Corte di Cassazione, civile, Ordinanza|14 aprile 2021| n. 9811.
Le violazioni del consulente tecnico d’ufficio arrivano all’attenzione delle Sezioni unite. Il Supremo consesso dovrà, infatti, stabilire se sia giustificata la sola nullità relativa degli atti del consulente – invece che l’assoluta rilevabile d’ufficio – come conseguenza quando quest’ultimo allarga le sue indagini oltre i limiti indicati dal giudice o acquisisce dalle parti o da terzi documenti non ritualmente prodotti in causa. Una disparità di trattamento rispetto allo stesso tipo di violazioni commesse dalle parti, per le quali scatta invece la nullità assoluta.
Ordinanza|14 aprile 2021| n. 9811
Data udienza 12 gennaio 2021
Integrale
Tag/parola chiave: Processo – Consulenza tecnica – CTU – nullità della consulenza che violi il principio dispositivo – Rinvio alle SU
REPUBBLICA ITALIANA
IN NOME DEL POPOLO ITALIANO
LA CORTE SUPREMA DI CASSAZIONE
SEZIONE PRIMA CIVILE
Composta dagli Ill.mi Sigg.ri Magistrati:
Dott. DE CHIARA Carlo – Presidente
Dott. VALITUTTI Antonio – rel. Consigliere
Dott. MERCOLINO Guido – Consigliere
Dott. TERRUSI Francesco – Consigliere
Dott.
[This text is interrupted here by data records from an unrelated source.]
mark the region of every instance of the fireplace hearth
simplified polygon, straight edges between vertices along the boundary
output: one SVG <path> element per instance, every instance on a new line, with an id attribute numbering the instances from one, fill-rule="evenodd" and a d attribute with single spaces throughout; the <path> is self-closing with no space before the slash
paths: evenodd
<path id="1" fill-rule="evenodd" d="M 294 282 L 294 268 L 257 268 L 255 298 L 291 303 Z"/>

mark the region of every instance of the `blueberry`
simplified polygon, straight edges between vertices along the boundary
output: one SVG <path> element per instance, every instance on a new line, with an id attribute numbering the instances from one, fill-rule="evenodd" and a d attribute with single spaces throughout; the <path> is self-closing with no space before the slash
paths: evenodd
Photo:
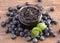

NAZZICONE Loredana – Consigliere
ha pronunciato la seguente:
ORDINANZA
sul ricorso 2259/2017 proposto da:
(OMISSIS), (OMISSIS), elettivamente domiciliati in (OMISSIS), presso lo studio dell’avvocato (OMISSIS), che li rappresenta e difende unitamente all’avvocato (OMISSIS), giusta procura in calce al ricorso;
– ricorrenti –
contro
(OMISSIS) S.p.a., in persona del legale rappresentante pro tempore, elettivamente domiciliata in (OMISSIS), presso lo studio dell’avvocato (OMISSIS), che la rappresenta e difende unitamente all’avvocato (OMISSIS), giusta procura a margine del controricorso;
– controricorrente –
avverso la sentenza n. 1373/2016 della CORTE D’APPELLO di VENEZIA, pubblicata il 15/06/2016;
udita la relazione della causa svolta nella Camera di consiglio del 12/01/2021 dal Cons. Dott. VALITUTTI ANTONIO;
lette le conclusioni scritte del P.M., in persona del Sostituto Procuratore Generale Dott. CAPASSO Lucio, che ha chiesto: rigettare il ricorso.
FATTI DI CAUSA
1. Con atto di citazione notificato il 29 aprile 2005, (OMISSIS) ed (OMISSIS), quali eredi del padre (OMISSIS), convenivano in giudizio, dinanzi al Tribunale di Treviso, (OMISSIS) e la (OMISSIS) s.p.a., chiedendone la condanna – previa dichiarazione di non conoscere le sottoscrizioni apposte dal loro dante causa sulla documentazione bancaria in atti – al risarcimento dei danni conseguenti alle operazioni distrattive poste in essere dalla (OMISSIS), nella sua qualita’ di direttrice dell’istituto di credito, in danno di (OMISSIS), quantificati nella somma di Euro 6.989.727,67, oltre interessi e rivalutazione monetaria, a titolo di danno patrimoniale, e di Euro 250.000,00, a titolo di danno non patrimoniale.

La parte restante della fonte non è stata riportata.